Zéro en calcul

Thierry Jaccaud  • 24 janvier 2007 abonné·es

«Tout à coup, l’humanité comprend que c’est sa survie qui est en jeu, qu’un suicide collectif est en marche. » Alain Juppé a-t-il eu une révélation ? On pourrait le croire. Le réchauffement climatique ? « Le défi majeur » , estime-t-il dans une tribune du Figaro le 16 janvier. Le rythme de la déforestation ? « Effrayant. » La consommation ? Si tout le monde imitait les pays industrialisés, « plusieurs planètes n’y suffiraient pas » . Le nombre d’espèces qui disparaissent chaque année ? « Stupéfiant. » Enfin, « l’augmentation exponentielle de la population humaine depuis le XIXe siècle est l’une des causes principales des déséquilibres de tous ordres qui fragilisent la vie sur terre ». Diantre ! René Dumont s’est-il réincarné ?

On en saura un peu plus les 2 et 3 février à Paris, à l’occasion d’une Conférence internationale sur l’environnement organisée à l’initiative de Jacques Chirac et dont le comité d’honneur est présidé par Alain Juppé.

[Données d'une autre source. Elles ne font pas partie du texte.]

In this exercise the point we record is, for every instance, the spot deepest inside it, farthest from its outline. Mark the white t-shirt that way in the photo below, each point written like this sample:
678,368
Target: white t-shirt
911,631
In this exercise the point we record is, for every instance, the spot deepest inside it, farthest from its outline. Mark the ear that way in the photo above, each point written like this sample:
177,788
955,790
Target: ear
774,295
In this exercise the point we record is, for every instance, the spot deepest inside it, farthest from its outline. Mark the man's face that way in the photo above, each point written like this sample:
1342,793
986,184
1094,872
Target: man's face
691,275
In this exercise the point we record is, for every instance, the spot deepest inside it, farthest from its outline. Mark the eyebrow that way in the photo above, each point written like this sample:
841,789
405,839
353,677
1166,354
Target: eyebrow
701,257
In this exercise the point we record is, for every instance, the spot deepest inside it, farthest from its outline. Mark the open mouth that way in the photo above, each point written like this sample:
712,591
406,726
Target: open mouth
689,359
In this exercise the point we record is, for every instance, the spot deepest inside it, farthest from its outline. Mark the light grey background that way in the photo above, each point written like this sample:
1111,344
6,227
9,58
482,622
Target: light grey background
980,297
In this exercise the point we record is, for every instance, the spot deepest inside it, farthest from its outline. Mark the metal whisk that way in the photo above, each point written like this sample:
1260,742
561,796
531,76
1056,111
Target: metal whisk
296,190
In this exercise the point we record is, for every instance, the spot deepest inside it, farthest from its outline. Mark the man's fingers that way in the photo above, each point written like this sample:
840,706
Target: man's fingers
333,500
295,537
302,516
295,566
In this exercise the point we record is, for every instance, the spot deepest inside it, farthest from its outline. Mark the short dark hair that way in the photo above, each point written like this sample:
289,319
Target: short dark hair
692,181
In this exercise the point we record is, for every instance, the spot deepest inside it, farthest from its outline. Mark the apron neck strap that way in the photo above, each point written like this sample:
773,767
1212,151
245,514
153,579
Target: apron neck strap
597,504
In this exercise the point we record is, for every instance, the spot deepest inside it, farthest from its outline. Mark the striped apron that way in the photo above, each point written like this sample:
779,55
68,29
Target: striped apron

L’objectif est d’appeler à la création d’une « Organisation des Nations unies pour l’environnement ». Personne n’y avait donc encore songé, alors que, depuis quarante ans, les hauts décideurs font de mirifiques déclarations sur la protection de l’environnement ? Mais si ! La recette de Clemenceau ­ si vous voulez enterrer un problème, créez une commission ­ a déjà été appliquée : c’était en 1972, la Conférence de Stockholm avait accouché du Programme des Nations unies pour l’environnement. Le problème persiste ? Recommençons, avec une nouvelle structure, bien sûr beaucoup plus ambitieuse. Dont la naissance prendra bien cinq ou dix ans, c’est toujours ça de gagné. Car il ne faudrait pas compromettre les affaires. Après ses envolées, Juppé précise : « Le but n’est pas de produire moins, de consommer moins, de se déplacer moins. […] Ce n’est pas la décroissance qu’il nous faut organiser, mais une autre forme de croissance, […] une croissance écologique. » Désespérant. Mais enfin, M. Juppé, puisque « plusieurs planètes ne suffiraient pas » si chaque terrien avait notre mode de consommation, la décroissance du PIB des pays industrialisés est une évidence ! Devant l’addition 2 + 2, vous répondez 5. Essayez encore. Demandez donc conseil aux six membres du comité d’honneur de la conférence que vous présidez : Nicolas Hulot, Edgar Morin… Tiens, voilà Bertrand Collomb ! Que fait donc dans cet aréopage le roi du béton, le président de la multinationale Lafarge ? Ce PDG, auquel vous semblez si attaché, de votre erreur de raisonnement est peut-être la cause. La nature ou le béton, il faut choisir.